Red Hat has published the results of its recent survey that raises a number of major concerns about security. In the report, it highlighted that:
67% of organizations have reported delaying or slowing down deployments due to Kubernetes security concerns
37% Experienced revenue or customer loss due to a container/Kubernetes security incident.
In my opinion, there are a number of reasons why this might be happening:
- Kubernetes security is often perceived as complex because it is indeed a complex platform with a lot of moving parts.
- This complexity makes it difficult to secure every aspect of the platform.
- Kubernetes is constantly evolving. This means that security best practices can quickly become outdated.
The Importance of Backup and Recovery and Why Should You Care?
As noted above with 37% having experienced a security incident, Kubernetes is a popular target for attackers. Kubernetes is used by many organizations across all sectors and industries, and it is increasingly often used to host critical applications.
Backup and recovery are essential for any organization that uses Kubernetes. It is insurance against attacks. A good backup and recovery plan can help organizations recover from a variety of security events, including ransomware attacks, site outages, and data breaches.

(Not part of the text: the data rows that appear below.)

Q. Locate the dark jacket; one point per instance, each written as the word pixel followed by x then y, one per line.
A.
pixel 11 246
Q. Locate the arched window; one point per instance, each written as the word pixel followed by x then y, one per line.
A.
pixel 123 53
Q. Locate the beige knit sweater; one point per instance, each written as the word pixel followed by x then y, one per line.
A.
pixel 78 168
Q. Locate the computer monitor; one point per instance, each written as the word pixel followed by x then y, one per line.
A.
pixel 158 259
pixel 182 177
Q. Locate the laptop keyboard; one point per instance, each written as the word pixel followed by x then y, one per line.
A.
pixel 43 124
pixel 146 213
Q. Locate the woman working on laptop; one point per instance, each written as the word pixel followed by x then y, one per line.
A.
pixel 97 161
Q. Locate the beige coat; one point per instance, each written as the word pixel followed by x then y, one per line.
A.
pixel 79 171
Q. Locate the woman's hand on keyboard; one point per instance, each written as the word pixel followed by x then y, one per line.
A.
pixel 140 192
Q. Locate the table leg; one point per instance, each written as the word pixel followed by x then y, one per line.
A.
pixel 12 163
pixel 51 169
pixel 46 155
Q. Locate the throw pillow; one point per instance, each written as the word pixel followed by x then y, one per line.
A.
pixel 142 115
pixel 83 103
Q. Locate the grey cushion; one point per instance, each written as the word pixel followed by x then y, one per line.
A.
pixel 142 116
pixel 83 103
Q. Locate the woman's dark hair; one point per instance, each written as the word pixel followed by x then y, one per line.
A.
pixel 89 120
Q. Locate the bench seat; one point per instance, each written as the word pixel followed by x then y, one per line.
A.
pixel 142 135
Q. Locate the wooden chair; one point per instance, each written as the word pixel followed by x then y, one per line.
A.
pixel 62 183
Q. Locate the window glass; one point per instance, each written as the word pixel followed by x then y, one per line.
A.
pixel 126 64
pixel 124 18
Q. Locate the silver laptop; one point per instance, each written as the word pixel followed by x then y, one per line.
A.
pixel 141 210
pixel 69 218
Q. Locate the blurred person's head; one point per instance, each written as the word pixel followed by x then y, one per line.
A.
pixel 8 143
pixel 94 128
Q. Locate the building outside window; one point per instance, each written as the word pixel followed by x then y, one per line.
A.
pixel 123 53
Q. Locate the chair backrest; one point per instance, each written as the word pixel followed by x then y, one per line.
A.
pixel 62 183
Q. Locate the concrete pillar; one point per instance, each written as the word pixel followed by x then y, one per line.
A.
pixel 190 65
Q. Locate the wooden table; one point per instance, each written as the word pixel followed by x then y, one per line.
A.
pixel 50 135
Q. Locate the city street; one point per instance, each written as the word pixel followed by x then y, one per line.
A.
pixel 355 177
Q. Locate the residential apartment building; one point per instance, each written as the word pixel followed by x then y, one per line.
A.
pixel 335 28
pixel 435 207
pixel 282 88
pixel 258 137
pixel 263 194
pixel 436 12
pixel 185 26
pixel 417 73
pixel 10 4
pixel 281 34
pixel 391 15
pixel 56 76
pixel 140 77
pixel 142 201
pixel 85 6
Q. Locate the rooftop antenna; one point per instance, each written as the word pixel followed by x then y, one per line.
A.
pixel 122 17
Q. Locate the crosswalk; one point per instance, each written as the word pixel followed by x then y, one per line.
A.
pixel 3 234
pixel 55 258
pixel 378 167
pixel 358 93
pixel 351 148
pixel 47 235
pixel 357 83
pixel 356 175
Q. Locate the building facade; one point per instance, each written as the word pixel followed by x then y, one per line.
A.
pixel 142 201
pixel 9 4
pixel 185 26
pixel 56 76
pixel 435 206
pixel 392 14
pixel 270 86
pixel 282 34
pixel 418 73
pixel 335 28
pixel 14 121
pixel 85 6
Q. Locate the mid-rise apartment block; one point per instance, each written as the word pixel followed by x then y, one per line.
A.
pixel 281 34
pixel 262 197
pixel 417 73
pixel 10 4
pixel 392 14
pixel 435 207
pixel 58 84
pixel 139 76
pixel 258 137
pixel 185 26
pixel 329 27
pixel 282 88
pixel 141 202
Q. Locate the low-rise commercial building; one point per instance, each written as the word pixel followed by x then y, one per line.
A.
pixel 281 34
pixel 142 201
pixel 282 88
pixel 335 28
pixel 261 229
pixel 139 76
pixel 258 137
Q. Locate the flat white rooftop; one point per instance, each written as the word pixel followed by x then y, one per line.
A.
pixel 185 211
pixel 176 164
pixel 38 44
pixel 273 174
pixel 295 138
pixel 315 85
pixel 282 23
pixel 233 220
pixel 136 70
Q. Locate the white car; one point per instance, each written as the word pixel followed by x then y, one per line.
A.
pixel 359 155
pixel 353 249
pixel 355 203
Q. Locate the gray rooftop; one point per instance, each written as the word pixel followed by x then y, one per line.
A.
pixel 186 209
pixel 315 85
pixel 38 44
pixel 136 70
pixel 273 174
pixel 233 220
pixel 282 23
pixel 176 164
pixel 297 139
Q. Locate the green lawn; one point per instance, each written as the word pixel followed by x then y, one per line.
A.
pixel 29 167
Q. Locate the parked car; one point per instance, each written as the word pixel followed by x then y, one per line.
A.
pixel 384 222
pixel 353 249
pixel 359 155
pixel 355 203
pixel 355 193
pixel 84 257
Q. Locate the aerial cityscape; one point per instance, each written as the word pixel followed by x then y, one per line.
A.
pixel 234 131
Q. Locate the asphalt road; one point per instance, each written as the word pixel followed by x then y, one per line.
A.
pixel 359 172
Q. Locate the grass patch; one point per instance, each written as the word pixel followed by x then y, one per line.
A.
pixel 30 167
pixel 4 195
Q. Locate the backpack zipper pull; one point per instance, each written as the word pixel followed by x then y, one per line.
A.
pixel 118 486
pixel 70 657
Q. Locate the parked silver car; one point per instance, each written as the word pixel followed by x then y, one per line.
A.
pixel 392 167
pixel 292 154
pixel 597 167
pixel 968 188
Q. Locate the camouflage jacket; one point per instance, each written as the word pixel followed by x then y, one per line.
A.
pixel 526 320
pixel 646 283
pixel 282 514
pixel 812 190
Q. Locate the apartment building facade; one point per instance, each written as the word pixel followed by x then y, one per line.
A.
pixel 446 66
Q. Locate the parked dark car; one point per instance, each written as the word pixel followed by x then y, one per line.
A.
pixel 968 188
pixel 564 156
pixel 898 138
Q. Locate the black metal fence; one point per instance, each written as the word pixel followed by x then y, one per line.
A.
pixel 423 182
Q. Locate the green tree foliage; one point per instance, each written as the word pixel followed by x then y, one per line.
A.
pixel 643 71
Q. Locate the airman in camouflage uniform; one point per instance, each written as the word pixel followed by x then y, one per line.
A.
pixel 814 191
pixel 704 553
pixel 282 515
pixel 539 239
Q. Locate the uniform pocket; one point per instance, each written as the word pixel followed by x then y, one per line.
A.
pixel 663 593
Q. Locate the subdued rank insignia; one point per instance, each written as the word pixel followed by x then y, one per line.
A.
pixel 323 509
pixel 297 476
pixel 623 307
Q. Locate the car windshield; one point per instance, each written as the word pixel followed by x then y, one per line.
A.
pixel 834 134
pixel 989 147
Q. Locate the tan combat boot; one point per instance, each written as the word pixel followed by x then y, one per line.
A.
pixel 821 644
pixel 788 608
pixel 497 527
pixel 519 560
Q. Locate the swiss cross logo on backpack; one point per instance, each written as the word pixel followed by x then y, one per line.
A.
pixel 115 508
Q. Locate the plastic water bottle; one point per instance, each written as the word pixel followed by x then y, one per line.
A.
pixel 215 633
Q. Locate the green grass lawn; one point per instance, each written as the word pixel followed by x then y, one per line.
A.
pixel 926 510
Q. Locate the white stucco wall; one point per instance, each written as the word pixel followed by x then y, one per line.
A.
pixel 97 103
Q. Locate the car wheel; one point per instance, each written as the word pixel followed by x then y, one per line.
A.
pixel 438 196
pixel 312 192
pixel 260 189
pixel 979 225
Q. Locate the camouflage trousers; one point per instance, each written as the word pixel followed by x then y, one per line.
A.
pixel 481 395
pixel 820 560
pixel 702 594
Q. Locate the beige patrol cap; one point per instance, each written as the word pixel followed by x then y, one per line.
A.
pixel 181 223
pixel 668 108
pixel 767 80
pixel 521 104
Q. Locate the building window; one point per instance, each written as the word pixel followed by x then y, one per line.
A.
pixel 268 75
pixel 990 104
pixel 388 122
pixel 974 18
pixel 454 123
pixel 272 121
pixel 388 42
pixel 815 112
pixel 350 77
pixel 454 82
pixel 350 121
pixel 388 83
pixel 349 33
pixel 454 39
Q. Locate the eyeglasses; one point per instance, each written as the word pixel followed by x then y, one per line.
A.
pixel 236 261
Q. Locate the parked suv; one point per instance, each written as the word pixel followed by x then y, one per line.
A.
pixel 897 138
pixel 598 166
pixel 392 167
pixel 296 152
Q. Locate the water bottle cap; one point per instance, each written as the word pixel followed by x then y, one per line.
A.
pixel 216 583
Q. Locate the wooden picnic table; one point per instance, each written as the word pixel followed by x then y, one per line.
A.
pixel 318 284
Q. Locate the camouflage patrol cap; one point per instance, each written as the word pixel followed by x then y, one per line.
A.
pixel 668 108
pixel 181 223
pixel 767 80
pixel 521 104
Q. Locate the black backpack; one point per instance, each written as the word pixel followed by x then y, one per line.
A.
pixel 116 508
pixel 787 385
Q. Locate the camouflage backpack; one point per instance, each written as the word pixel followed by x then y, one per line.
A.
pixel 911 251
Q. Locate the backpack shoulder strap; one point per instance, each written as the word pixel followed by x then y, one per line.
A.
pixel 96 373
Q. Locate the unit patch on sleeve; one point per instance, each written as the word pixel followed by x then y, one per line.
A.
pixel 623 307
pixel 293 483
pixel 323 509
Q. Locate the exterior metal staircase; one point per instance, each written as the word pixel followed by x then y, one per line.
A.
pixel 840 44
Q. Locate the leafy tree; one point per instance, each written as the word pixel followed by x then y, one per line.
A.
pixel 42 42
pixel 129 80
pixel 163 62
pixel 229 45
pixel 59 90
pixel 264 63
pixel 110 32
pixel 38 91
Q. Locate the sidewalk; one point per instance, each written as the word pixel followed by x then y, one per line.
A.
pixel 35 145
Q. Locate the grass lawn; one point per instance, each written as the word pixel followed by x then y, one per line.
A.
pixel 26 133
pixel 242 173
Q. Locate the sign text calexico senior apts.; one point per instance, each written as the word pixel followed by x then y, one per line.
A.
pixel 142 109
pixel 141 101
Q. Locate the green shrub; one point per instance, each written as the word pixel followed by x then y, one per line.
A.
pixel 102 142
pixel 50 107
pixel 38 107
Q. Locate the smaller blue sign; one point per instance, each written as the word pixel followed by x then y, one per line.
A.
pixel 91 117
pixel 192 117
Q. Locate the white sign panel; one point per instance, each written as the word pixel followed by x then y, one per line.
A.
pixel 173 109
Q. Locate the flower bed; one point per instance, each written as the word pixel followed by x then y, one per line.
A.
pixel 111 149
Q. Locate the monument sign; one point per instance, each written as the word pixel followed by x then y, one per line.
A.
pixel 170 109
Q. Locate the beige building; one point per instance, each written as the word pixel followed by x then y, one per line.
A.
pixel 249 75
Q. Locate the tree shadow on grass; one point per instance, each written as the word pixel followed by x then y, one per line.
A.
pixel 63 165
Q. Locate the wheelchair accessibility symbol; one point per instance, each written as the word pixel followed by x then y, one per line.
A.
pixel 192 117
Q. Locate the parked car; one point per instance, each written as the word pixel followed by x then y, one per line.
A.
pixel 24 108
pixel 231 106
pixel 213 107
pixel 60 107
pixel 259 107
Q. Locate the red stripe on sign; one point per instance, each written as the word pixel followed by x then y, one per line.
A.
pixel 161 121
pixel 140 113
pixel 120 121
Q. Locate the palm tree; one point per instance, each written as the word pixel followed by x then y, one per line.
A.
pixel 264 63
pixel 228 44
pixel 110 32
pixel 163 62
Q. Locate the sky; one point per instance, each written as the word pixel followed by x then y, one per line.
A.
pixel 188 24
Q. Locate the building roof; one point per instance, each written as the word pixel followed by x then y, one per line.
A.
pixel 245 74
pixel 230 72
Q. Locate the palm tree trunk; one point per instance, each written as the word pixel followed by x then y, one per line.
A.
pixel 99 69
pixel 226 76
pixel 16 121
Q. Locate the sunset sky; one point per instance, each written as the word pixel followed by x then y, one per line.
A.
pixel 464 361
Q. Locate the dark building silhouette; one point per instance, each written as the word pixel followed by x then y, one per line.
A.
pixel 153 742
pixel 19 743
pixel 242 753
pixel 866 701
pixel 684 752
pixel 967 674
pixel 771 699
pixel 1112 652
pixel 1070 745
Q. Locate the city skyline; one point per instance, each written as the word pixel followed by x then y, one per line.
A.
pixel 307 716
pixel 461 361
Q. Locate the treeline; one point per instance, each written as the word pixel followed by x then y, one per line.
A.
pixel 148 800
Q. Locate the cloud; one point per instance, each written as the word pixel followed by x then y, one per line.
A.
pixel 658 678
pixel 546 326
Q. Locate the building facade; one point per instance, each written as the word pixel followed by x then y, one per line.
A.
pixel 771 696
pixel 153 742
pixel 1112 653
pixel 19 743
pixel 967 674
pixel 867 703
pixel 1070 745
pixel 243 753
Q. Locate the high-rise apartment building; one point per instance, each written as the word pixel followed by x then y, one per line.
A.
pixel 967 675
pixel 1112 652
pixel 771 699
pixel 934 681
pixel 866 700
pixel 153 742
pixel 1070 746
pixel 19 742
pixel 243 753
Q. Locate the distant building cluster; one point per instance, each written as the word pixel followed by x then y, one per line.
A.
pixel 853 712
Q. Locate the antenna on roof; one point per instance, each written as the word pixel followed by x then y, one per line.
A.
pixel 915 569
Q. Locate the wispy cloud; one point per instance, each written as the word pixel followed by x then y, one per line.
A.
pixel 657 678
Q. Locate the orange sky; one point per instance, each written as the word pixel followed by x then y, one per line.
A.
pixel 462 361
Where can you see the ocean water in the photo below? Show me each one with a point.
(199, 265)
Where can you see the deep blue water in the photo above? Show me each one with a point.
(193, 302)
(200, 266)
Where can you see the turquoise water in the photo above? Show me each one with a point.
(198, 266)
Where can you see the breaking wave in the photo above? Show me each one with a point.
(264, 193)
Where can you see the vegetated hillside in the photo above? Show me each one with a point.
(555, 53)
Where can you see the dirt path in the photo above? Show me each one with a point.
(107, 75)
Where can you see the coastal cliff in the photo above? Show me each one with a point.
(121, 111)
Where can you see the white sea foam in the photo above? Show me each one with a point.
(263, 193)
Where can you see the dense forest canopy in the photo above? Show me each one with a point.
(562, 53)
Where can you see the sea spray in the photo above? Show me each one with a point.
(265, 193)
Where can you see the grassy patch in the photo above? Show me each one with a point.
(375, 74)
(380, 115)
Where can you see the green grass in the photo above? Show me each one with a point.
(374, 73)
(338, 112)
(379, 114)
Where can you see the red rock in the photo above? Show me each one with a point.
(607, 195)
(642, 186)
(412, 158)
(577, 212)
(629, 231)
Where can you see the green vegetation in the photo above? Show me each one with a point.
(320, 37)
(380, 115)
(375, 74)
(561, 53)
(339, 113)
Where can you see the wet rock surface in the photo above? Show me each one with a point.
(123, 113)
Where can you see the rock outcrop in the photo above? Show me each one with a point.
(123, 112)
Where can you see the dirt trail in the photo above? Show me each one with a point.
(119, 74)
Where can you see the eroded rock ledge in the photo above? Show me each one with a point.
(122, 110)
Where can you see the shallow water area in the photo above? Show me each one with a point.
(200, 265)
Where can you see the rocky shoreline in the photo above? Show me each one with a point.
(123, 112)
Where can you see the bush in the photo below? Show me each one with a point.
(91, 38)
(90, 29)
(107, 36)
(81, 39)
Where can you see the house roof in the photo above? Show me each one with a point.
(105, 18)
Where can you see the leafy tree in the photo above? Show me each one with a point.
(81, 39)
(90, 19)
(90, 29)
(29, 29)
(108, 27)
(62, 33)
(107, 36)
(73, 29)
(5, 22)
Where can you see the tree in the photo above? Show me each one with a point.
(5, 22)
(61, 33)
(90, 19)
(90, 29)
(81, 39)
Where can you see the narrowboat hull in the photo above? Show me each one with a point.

Unfortunately, in the survey, 35% of respondents said their existing container and Kubernetes security solution slow down development, which perhaps explains that people are unable to fully test their solutions before meeting production deadlines. To make things worse, an alarming 45% of respondents experienced a misconfiguration incident.
At Trilio, we understand the challenges that people face when developing applications for Kubernetes and it is why we developed a backup tool to provide an intelligent recovery specifically for Kubernetes and OpenShift clusters.
The survey continues to report that due to misconfiguration:
40% of users are worried about ransomware
38% of users are worried about exposure to sensitive data
34% of users are worried about data deletion
Trilio offers a cloud-native Kubernetes and fully certified Red Hat Operator that includes additional discovery, backup, and recovery tools as part of the standard NIST (National Institute of Standards and Technology) framework, empowering users and administrators with the ability to:
- Natively protect applications that are trusted, encrypted, and available as immutable backups
- Reduce recovery times during a security incident (RTO) utilizing Trilio’s Continuous Restore technology
- Provide point-in-time inspection of misconfiguration by allowing users to compare backup data to the expected running state of an application
Final thoughts
Like other enterprise-class solutions, Kubernetes security is a complex and ever-evolving topic. However, organizations should not take shortcuts and always consider implementing a backup and recovery solution for Kubernetes as part of any deployment. A modern backup and recovery plan can help organizations recover from a variety of security events, including ransomware attacks, site outages, and data breaches.